Example: Evaluating from Saved Results
If you've already run inference and saved predictions (pickle, JSON, or COCO format), you can evaluate calibration without re-running the model.
From a Pickle File (DETR-style)
This is the format used in our paper's experiments:
import pickle
import numpy as np
from scipy.special import expit # sigmoid
import uq_detr
from uq_detr import Detections, GroundTruth, box_convert, select
# Load saved inference results
with open("infer_results.pkl", "rb") as f:
raw_data = pickle.load(f)
# Convert to uq_detr format
all_queries = []
ground_truths = []
for sample in raw_data:
h, w = sample["orig_size"]
scores = expit(sample["pred_logits"]) # sigmoid activation
all_queries.append(Detections.from_cxcywh(
sample["pred_boxes"], scores, image_size=(h, w)
))
if len(sample["boxes"]) > 0:
gt = GroundTruth.from_cxcywh(
sample["boxes"], sample["labels"], image_size=(h, w)
)
else:
gt = GroundTruth(
boxes=np.zeros((0, 4)), labels=np.zeros(0, dtype=int)
)
ground_truths.append(gt)
# Evaluate
filtered = [select(q, method="threshold", param=0.3) for q in all_queries]
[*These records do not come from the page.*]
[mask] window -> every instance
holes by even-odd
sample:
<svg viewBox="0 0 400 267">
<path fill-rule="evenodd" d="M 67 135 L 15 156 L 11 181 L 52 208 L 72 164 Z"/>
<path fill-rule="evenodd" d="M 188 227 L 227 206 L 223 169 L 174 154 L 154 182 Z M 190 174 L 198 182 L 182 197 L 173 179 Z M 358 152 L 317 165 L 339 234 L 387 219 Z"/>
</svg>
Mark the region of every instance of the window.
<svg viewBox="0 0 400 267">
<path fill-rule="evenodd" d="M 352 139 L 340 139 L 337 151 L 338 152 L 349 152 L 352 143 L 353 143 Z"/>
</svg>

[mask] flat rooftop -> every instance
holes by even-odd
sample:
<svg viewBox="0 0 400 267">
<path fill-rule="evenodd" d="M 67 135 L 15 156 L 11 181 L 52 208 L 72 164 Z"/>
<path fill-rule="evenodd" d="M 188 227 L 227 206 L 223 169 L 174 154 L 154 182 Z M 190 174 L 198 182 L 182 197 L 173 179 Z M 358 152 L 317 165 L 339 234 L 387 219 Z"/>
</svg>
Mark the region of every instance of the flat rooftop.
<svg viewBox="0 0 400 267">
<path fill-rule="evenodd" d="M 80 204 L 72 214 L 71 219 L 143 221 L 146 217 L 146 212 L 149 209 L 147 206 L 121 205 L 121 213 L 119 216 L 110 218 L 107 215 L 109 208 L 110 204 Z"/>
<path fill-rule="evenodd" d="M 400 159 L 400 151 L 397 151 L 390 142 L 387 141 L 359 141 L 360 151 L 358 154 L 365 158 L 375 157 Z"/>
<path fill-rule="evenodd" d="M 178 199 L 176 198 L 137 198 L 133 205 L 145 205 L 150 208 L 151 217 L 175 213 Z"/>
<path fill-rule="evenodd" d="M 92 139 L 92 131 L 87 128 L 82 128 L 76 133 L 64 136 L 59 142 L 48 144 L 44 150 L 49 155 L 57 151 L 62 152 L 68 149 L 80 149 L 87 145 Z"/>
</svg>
print("OCE: ", uq_detr.oce(filtered, ground_truths).score)
print("D-ECE: ", uq_detr.dece(filtered, ground_truths, tp_criterion="independent").score)
print("LA-ECE:", uq_detr.laece(filtered, ground_truths, tp_criterion="independent").score)
From COCO JSON Format
If you have predictions in standard COCO results format:
import json
import numpy as np
from pycocotools.coco import COCO
import uq_detr
from uq_detr import Detections, GroundTruth
# Load COCO annotations and predictions
coco_gt = COCO("instances_val2017.json")
with open("predictions.json") as f:
coco_preds = json.load(f)
# Group predictions by image
from collections import defaultdict
preds_by_image = defaultdict(list)
for p in coco_preds:
preds_by_image[p["image_id"]].append(p)
# Convert
all_detections = []
all_ground_truths = []
for img_id in coco_gt.getImgIds():
# Ground truth
ann_ids = coco_gt.getAnnIds(imgIds=img_id)
anns = coco_gt.loadAnns(ann_ids)
gt_boxes = np.array([a["bbox"] for a in anns]) # xywh
gt_labels = np.array([a["category_id"] for a in anns])
if len(gt_boxes) > 0:
gt = GroundTruth.from_xywh(gt_boxes, gt_labels)
else:
gt = GroundTruth(boxes=np.zeros((0, 4)), labels=np.zeros(0, dtype=int))
all_ground_truths.append(gt)
# Predictions (COCO result format: xywh boxes, scalar scores)
preds = preds_by_image.get(img_id, [])
if preds:
pred_boxes = np.array([p["bbox"] for p in preds])
pred_scores = np.array([p["score"] for p in preds])
pred_labels = np.array([p["category_id"] for p in preds])
det = Detections.from_xywh(pred_boxes, pred_scores, labels=pred_labels)
else:
det = Detections(
boxes=np.zeros((0, 4)), scores=np.zeros(0), labels=np.zeros(0, dtype=int)
)
all_detections.append(det)
# Evaluate
print("OCE: ", uq_detr.oce(all_detections, all_ground_truths).score)
print("D-ECE: ", uq_detr.dece(all_detections, all_ground_truths, tp_criterion="greedy").score)
Note
COCO JSON results only contain max-confidence scores, not full class distributions. OCE will use the binary approximation.